Mayor warns Kleinfontein community
Tshwane mayor Kgosientsho Ramokgopa yesterday lauded the controversial Kleinfontein community for its determination to protect its heritage, but warned it not to undermine other people's constitutional rights to live wherever they wished.
He said this after his visit to the controversial Afrikaner-only settlement yesterday.
Ramokgopa was initially concerned that the meeting with the community's representatives could become confrontational, but the residents prayed that it would go well.
"I suspect the biggest part of the discussion with Kleinfontein is with regards to the balance of the constitutional provisions. They have their right to assert themselves, but Section 21 of the same constitution, in the bill of rights, makes the point that every citizen has got the right to remain and reside in any part of the republic," Ramokgopa said.

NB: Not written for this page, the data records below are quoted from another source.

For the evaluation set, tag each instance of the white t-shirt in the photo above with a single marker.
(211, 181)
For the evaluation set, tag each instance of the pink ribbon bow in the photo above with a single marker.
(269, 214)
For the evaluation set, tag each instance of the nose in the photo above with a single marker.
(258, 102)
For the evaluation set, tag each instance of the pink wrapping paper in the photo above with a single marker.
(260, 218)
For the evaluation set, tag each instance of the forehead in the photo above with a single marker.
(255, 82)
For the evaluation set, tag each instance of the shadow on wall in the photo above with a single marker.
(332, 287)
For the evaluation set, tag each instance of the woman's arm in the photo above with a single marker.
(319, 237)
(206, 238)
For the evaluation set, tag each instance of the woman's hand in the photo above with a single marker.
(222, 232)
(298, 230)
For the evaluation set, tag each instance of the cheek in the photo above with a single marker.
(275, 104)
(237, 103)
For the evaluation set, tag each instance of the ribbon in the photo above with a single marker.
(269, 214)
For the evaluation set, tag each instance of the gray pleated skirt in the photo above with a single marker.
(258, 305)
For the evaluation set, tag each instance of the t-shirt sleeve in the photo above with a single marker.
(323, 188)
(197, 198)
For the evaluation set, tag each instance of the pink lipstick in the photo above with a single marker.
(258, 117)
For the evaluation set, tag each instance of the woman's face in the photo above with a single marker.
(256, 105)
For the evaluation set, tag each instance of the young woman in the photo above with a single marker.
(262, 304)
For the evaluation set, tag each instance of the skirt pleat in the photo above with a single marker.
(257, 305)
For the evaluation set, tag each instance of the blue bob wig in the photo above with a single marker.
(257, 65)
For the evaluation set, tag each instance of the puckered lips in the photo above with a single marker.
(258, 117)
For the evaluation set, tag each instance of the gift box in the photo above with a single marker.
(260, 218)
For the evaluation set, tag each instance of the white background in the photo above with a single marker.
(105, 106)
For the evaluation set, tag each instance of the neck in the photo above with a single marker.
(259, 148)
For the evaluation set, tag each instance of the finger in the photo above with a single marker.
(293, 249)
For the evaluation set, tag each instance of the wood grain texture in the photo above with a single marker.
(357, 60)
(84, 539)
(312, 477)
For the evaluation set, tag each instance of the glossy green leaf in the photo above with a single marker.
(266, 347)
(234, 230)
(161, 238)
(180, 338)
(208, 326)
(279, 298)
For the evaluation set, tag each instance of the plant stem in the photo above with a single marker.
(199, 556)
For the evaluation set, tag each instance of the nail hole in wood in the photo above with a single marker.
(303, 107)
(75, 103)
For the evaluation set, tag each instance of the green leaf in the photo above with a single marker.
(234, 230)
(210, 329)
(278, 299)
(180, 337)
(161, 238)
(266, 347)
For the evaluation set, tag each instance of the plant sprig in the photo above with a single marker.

"In my opinion, there is a potential for a great story that can come out of what in fact many perceived to be an adversity," he said.
Ramokgopa and his mayoral committee met the community's delegation behind closed doors.
He said the outcome of the discussions would be communicated to the public later .
The settlement has hogged headlines for its exclusive policies that prevent anyone other than an Afrikaner with Voortrekker heritage living in the settlement.
Chairman of the board of Kleinfontein directors, Jan Groenewald, said the community acknowledged the government, but preferred to be self-reliant.